The worst of these kinds of movies almost always have the most bad-guys crammed into the same runtime. Batman & Robin, which tanked the entire genre when it was released in 1997, had Mr. Freeze, Poison Ivy and Bane sharing the screen opposite of just as many members of the Bat family. The Amazing Spider-Man 2 had Rhino, Electro and the Green Goblin all at once, in addition to setting up the entirety of the Sinister Six for a presumed third movie.
So you’d think that Sony would have learned their lesson by now when it came to over-stuffing their comic book movies with too many villains. One is enough. Two can work. But that’s it. Leave the rest for the sequels.
That, however, is not the case for their upcoming Spider-Man spinoff movie Silver & Black. As you might recall, this is the Spider-Man movie that won’t actually feature your friendly neighborhood Spider-Man, nor will it be connected to the Marvel Cinematic Universe in any way. This is just Sony exploiting their tenuous legal grasp on the Spider-Man film rights after trading it back to Marvel when it was apparent that the Amazing Spider-Man movies were going nowhere fast.
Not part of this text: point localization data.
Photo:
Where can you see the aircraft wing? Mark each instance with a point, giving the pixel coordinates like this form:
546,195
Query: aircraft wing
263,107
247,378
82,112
Rather than Spider-Man himself, the film will mainline a team-up of two of his romantic interests: Black Cat and Silver Sable. Black Cat started off as a busty Catwoman knock-off that’s actually grown into an interesting character by becoming the new Kingpin in the Spider-Man comics. Silver Sable is an unfortunate leftover from the era of comics where simply giving a character a big gun was enough to get them a recurring role in big-name books: she’s a tough-as-nails mercenary and sometimes Hero for Hire.
We now know who the not so dynamic duo will be squaring off against in their big screen debut and, boy, is it a doozy. They will be facing not two nor three nor four, but five supervillains. They’re blowing through five of some of the most notable and interesting villains this side of Queens and they’re not even batting an eye about it.
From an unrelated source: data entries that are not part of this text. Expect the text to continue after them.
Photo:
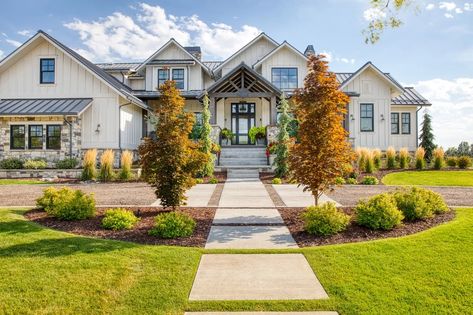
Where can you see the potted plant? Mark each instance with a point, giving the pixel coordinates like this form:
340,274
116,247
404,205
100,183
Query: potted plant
227,135
257,135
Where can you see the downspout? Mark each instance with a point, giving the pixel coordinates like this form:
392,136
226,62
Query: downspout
70,136
417,126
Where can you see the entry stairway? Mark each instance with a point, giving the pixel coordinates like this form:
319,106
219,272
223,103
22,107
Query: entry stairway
244,161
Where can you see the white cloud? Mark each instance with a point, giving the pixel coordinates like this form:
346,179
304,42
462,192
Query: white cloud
430,6
373,14
452,109
123,37
24,33
12,42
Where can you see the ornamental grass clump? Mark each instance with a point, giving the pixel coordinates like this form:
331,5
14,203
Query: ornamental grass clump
377,158
325,220
379,213
403,158
420,158
173,225
391,158
438,156
106,166
126,160
119,219
89,171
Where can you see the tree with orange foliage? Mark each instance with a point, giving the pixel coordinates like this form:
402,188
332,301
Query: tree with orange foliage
323,148
171,161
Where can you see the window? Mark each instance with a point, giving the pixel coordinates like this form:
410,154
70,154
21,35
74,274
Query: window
284,78
163,76
406,123
17,137
53,137
35,136
178,77
366,117
47,71
395,123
From what we’re currently being told, the foremost antagonist of the film is going to be Gaunt: a little-known but longstanding Spider-Man villain who debuted back in 1966’s Amazing Spider-Man #37. He’s a robotics expert with a tricked-out, exoskeletal suit and apparently also has it in for Silver Sable. He outfits a pair of strong-armed thugs with high-tech weaponry to take down the object of his outrage.
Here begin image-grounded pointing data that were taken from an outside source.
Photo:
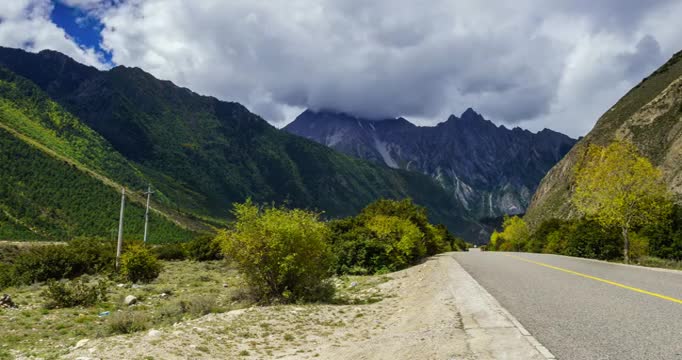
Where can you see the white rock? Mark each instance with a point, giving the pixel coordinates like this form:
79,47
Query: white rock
129,300
81,343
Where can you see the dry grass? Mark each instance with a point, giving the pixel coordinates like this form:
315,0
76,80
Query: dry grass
191,289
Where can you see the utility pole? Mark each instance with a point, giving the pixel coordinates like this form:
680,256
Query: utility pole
120,230
146,212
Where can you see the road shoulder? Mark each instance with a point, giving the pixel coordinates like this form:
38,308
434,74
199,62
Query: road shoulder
435,310
493,333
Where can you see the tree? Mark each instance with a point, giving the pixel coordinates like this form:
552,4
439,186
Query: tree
618,187
284,254
513,237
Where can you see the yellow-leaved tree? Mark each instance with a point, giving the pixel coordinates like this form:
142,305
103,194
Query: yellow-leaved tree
513,237
618,187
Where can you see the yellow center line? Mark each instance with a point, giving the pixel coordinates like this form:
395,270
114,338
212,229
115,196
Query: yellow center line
675,300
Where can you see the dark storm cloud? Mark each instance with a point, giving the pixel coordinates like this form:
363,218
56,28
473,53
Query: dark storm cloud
555,64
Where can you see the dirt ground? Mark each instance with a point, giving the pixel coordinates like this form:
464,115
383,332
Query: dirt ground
418,318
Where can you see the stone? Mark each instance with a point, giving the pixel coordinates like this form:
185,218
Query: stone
6,302
130,300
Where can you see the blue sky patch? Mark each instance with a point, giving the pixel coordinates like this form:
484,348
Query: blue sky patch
81,26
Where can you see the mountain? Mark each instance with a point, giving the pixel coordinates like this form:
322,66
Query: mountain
56,175
125,127
649,116
490,170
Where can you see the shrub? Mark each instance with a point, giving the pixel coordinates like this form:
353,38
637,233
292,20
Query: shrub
91,255
204,248
42,263
127,322
282,253
171,252
138,264
539,237
405,243
199,305
8,275
514,236
53,262
388,235
65,294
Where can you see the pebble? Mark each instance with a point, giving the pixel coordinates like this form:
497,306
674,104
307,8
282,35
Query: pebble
130,300
81,343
The first of these is fan-favorite villain the Scorpion, who first appeared in this summer’s Spider-Man: Homecoming, who will come with his trademark robotic scorpion tail. The second will be Tarantula, a South-American terrorist whose trademark weapons are boots with retractable, drug-tipped blades hidden in the soles (evidently given to him by Gaunt within the context of the movie).
Operating independent of Gaunt’s / Scorpion’s / Tarantula’s plans is Tombstone, a Harlem-based gangster who’s apparent mission is to reclaim something Black Cat stole from him. He is a Gaunt, imposing figure that often works as hired muscle for high-end crime lords, so his presence naturally begs the question if the likes of the Kingpin, Silvermane or Hammerhead will show up as well.
Rounding out this already enormous cast is the Chameleon. Debuting as one of Spider-Man’s first villains — way, way back in Amazing Spider-Man #1 — Chameleon was a Russian spy capable of changing his appearance in order to perfectly disguise himself as anybody he chose. The movie has him as Silver Sable’s South American contact, who she evidently goes to for information on Tarantula.
The more we learn about this movie, the more utterly exhausting it all sounds. The idea is terrible enough on its surface, and then they go and blow through nearly a half-dozen of Spidey’s more memorable villains. It’s The Amazing Spider-Man 2 all over again, only this time without the benefit of so much as a Spider-Man cameo waiting in the wing.
I can’t think of a single reason of why it would be worth watching in the first place. It’s already confusing enough trying to figure out if these movies are supposed to be canonical with the MCU (they’re not), but now having to put up with all of these shoehorned-in, pointlessly reimagined villains feels like insult to injury. Enough with these Sony-made Spider-movies already!